Nilo Medina Coeli nasceu em Uberaba (MG) no dia 3 de junho de 1914, filho de Luís Filipe de Medina Coeli e de Maria Andrade Medina Coeli.

Estudou no Colégio Diocesano e fez o curso de contador na Escola de Comércio José Bonifácio. Formou-se mais tarde pela Faculdade de Direito da Universidade do Rio de Janeiro, na capital da República, e especializou-se em mercado de capitais na Fundação Getulio Vargas (FGV).

Ingressando no Banco do Brasil (BB) em 1934, ocupou os cargos de chefe de serviço, gerente de agências, gerente da Carteira de Crédito Geral e chefe de gabinete dos presidentes Maurício Chagas Bicalho (1959-1960) e Carlos Cardoso (1960-1961). Exercia a vice-presidência da Superintendência da Moeda e do Crédito (Sumoc) quando, em julho de 1963, foi nomeado presidente do Banco do Brasil, sucedendo a Nei Neves Galvão. Desempenhou a função até 27 de março de 1964, quando pediu demissão do cargo por não concordar com as medidas adotadas pelo governo no que se referia à discriminação da Carteira de Redescontos com relação aos bancos de São Paulo, Rio Grande do Sul e Guanabara. O presidente João Goulart (1961-1964) decidiu aceitar a demissão, mas foi deposto dias depois pelo movimento político-militar de 31 de março. O novo governo tratou de substituir Coeli no comando do BB, interinamente, por Hugo Faria e, em caráter efetivo, por Arnaldo Válter Blank.

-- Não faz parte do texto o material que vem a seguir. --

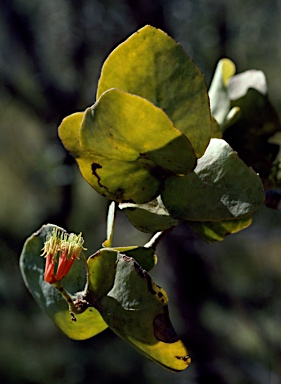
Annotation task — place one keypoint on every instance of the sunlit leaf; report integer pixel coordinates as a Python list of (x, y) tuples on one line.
[(152, 65), (211, 231), (110, 225), (32, 265), (136, 309), (221, 187), (123, 135)]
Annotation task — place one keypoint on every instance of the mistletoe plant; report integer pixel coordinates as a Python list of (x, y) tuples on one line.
[(153, 146)]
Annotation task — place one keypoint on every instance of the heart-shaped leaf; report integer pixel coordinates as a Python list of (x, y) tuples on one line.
[(211, 231), (123, 135), (221, 187), (32, 265), (152, 65)]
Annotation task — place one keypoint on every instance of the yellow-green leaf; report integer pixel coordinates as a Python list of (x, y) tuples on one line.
[(152, 65), (124, 134), (217, 230)]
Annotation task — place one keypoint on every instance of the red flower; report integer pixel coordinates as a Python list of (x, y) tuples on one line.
[(60, 250)]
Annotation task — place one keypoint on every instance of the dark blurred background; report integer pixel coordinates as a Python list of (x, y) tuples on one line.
[(225, 298)]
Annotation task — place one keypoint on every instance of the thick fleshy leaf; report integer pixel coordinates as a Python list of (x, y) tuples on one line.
[(257, 123), (123, 135), (152, 65), (69, 133), (219, 100), (221, 187), (151, 217), (211, 231), (144, 256), (32, 265), (136, 310)]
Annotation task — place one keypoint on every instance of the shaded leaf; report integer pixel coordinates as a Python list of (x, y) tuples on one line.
[(211, 231), (32, 265), (136, 310), (152, 65), (250, 132), (124, 134), (221, 187), (151, 217)]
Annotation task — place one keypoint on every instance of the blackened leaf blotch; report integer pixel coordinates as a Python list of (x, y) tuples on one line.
[(163, 329)]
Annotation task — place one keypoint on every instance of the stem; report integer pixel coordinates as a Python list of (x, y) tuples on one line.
[(75, 307), (156, 238)]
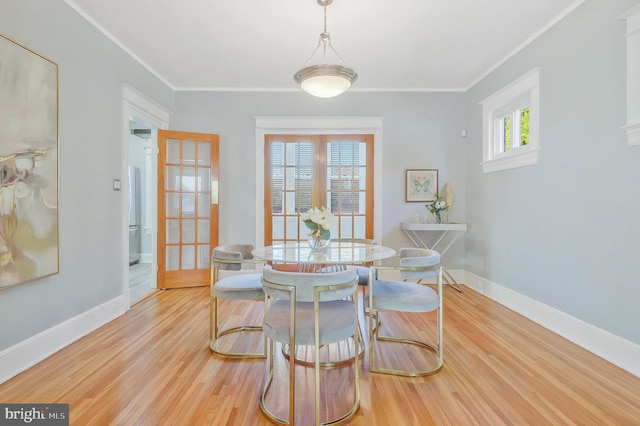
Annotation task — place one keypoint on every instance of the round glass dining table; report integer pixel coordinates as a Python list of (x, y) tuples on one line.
[(338, 252)]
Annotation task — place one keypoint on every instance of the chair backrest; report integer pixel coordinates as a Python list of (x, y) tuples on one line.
[(418, 257), (355, 240), (230, 257), (305, 284)]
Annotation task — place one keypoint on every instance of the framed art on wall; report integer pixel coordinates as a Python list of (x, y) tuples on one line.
[(421, 185), (29, 248)]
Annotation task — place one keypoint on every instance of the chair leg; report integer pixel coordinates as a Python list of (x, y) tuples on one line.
[(437, 349), (215, 334)]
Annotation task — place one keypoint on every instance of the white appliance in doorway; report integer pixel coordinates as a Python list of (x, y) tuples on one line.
[(134, 215)]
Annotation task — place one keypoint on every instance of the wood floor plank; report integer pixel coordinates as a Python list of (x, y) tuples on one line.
[(152, 366)]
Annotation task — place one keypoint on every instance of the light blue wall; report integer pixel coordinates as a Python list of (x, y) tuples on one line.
[(563, 232), (420, 131), (566, 231), (91, 72)]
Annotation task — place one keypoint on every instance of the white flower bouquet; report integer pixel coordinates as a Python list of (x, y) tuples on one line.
[(319, 220)]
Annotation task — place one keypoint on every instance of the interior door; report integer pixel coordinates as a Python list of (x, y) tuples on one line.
[(188, 173)]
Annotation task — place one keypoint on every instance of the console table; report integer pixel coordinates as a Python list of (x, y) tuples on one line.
[(446, 235)]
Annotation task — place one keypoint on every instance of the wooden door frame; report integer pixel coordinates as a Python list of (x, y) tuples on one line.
[(187, 277)]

Aposentou-se do BB em 14 de maio de 1964. Dois anos mais tarde integrou a missão econômica brasileira enviada ao Oriente Médio e posteriormente coordenou o Seminário de Mercado de Capitais, realizado na Faculdade de Economia do Triângulo Mineiro. Foi diretor regional do Banco Irmãos Guimarães, em São Paulo, e vice-presidente do Banco Halles, estabelecimento que entrou em regime de insolvência e sofreu intervenção do Banco Central (BC), sendo dissolvido em 1974. Exercia a função de diretor-financeiro da Caixa Econômica do Estado de São Paulo, quando, em março de 1977, foi indicado pelo governador do estado, Paulo Egídio Martins, para substituir Afrânio de Oliveira na presidência da entidade.

Exerceu a presidência da Caixa até fevereiro de 1979 e, desse ano até 1986, atuou como diretor do Banco Cidade de São Paulo. Após afastar-se do cargo, iniciou uma curta trajetória — entre 1988 e 1990 — como empresário rural. Em 1990, passou a compor a mesa administrativa da Santa Casa de Misericórdia de São Paulo e a presidir a diretoria executiva da Fundação Arnaldo Vieira de Carvalho, entidade mantenedora da Faculdade de Ciências Médicas da Santa Casa de São Paulo.

Filiado à Associação e ao Sindicato dos Bancos do Estado de São Paulo, foi membro do conselho técnico da Confederação Nacional do Comércio.

Faleceu em São Paulo no dia 10 de novembro de 2003.

Casou-se com Maria Aparecida Escobar Medina Coeli, com quem teve quatro filhos.

 

FONTES: ARQ. MUSEU HIST. BANCO DO BRASIL; BUENO, R. Escândalos; CORRESP. CONF. NAC. COMÉRCIO; FONTENLA, V. História; Globo (11/11/03); INF. BIOG.; Jornal do Brasil (21/3/77); MONTEIRO, F. Banco; Súmulas.